The Byzantine and Christian Museum’s large collection documents the development of art from the early Christian period to the post-Byzantine years (4th to 19th centuries). The collection includes sculptures, paintings and small ornaments from Greece and other parts of the Byzantine Empire. Here you will also find around 3500 icons, the largest number of icons collected by a single museum in the world. The museum is housed in the Ilission Mansion, very close to the Evaggelismos station.

The Hellenic Children’s Museum is located in the heart of Plaka and is the perfect place for a family visit. The museum takes a hands-on approach in teaching children with activities to encourage children to discover, understand, learn and have fun.

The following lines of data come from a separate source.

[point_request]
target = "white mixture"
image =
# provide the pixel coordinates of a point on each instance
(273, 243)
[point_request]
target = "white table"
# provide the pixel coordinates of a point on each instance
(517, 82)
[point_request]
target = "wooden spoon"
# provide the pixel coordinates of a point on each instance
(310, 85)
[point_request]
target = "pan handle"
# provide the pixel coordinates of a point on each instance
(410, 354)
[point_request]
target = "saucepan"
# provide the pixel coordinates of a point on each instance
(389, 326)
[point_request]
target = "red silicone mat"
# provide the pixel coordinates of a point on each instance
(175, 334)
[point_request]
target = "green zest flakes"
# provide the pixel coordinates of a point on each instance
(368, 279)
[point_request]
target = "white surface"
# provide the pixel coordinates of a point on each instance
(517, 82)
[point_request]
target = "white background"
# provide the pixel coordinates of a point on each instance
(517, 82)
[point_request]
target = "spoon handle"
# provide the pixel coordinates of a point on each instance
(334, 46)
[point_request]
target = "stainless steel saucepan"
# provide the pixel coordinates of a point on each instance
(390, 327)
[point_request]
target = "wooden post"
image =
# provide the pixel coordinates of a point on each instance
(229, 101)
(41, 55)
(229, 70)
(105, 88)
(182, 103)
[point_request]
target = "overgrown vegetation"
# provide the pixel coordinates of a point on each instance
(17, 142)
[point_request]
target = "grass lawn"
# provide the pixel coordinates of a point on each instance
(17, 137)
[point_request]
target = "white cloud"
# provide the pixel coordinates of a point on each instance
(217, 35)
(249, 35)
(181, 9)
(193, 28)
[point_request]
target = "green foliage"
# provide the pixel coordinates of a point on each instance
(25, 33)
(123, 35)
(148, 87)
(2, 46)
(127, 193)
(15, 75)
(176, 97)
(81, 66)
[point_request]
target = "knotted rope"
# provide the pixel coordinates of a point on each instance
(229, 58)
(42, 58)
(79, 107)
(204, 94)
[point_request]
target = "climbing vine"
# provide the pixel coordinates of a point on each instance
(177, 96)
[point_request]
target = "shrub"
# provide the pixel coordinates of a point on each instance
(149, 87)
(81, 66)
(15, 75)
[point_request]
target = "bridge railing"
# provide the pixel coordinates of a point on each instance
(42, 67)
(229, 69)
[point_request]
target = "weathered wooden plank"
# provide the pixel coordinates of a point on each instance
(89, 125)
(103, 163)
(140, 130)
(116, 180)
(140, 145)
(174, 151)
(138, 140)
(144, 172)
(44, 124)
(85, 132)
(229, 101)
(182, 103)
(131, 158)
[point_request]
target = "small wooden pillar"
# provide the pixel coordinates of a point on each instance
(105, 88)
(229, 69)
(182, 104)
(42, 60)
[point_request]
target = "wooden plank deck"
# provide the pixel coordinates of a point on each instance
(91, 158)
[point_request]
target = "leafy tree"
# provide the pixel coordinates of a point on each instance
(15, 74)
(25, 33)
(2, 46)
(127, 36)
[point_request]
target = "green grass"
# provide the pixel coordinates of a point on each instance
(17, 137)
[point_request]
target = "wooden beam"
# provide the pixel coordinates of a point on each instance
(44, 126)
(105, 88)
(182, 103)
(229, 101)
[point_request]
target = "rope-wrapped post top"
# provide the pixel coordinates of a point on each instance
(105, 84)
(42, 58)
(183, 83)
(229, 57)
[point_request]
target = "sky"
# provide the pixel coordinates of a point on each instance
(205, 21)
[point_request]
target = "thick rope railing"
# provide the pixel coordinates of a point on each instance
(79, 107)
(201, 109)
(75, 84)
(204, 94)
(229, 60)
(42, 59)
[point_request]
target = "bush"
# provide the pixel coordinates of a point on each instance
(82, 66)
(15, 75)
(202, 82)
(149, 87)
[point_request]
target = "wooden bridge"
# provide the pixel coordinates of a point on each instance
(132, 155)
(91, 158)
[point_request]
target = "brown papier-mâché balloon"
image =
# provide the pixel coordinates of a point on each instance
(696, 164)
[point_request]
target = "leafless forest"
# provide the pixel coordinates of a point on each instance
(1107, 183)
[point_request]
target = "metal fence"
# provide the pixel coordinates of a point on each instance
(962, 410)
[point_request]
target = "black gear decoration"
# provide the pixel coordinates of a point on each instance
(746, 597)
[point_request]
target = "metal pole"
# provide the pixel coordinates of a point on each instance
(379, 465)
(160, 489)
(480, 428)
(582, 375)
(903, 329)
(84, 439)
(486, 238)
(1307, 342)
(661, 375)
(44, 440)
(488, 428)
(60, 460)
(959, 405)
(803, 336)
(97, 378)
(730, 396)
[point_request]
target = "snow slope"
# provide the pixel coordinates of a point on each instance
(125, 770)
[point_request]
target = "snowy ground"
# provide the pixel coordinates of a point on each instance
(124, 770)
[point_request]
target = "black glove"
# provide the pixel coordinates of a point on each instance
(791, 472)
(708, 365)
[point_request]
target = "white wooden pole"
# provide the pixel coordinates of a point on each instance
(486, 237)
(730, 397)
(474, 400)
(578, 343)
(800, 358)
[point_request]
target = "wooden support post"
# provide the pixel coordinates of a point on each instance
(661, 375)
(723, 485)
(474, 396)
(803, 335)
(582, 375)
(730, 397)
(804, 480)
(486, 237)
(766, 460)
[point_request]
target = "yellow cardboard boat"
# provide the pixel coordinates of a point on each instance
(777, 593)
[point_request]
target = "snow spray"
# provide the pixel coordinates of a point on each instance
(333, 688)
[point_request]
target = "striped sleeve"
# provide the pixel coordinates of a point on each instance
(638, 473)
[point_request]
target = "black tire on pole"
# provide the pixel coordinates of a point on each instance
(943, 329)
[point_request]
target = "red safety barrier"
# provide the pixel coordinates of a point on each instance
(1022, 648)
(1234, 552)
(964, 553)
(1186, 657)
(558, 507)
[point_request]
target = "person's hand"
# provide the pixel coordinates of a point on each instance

Ilias Lalaounis was a famous jewelry designer who passed away in 2000. Since 2001, the Ilias Lalaounis Museum collects and displays jewelry and other decorative arts from different periods and various cultures. The jewels on the first floor are inspired by the Paleolithic and Neolithic periods, even from pre-historic times. The displays on the second floor are inspired by nature and by modern technology. Don’t miss the “Special Requests” display, with jewels and ornaments that were made upon special request. The museum is conveniently located next to the Acropolis and fits easily into your itinerary. The War Museum is one of the best-known buildings in Athens due to its unique architecture and central location at the junction of Vasilissis Sofias avenue and Rizari street, next to the Byzantine museum and close to Evaggelismos station. On the ground floor and mezzanine you’ll find heirlooms, weapons and objects from World War II, the Korean War and Cyprus. On the first floor, you can see an impressive display of objects from the military history of Greece from pre-historic years to World War II.

The National Art Gallery is a must-see for art lovers. The gallery’s collection comprises more than 9.500 paintings, sculptures and engravings from world-famous Greek and foreign artists. The permanent collection of Greek paintings extends to the first and second floor of the main wing. On the first floor, visitors can see works from the 19th century and on the second floor, 20th century works. Some of the most famous masterpieces on permanent display are: “The Engagement of the Children”, “Arts and its Spirits”, “Springs Symphony” and “Here Comes the Bridegroom” by Nikolaos Gizis, “Lyssandros Kaftantzoglou” by Nikiforos Lytras, “The Port of Copenhagen” by Ioannis Altamouras and many, many more.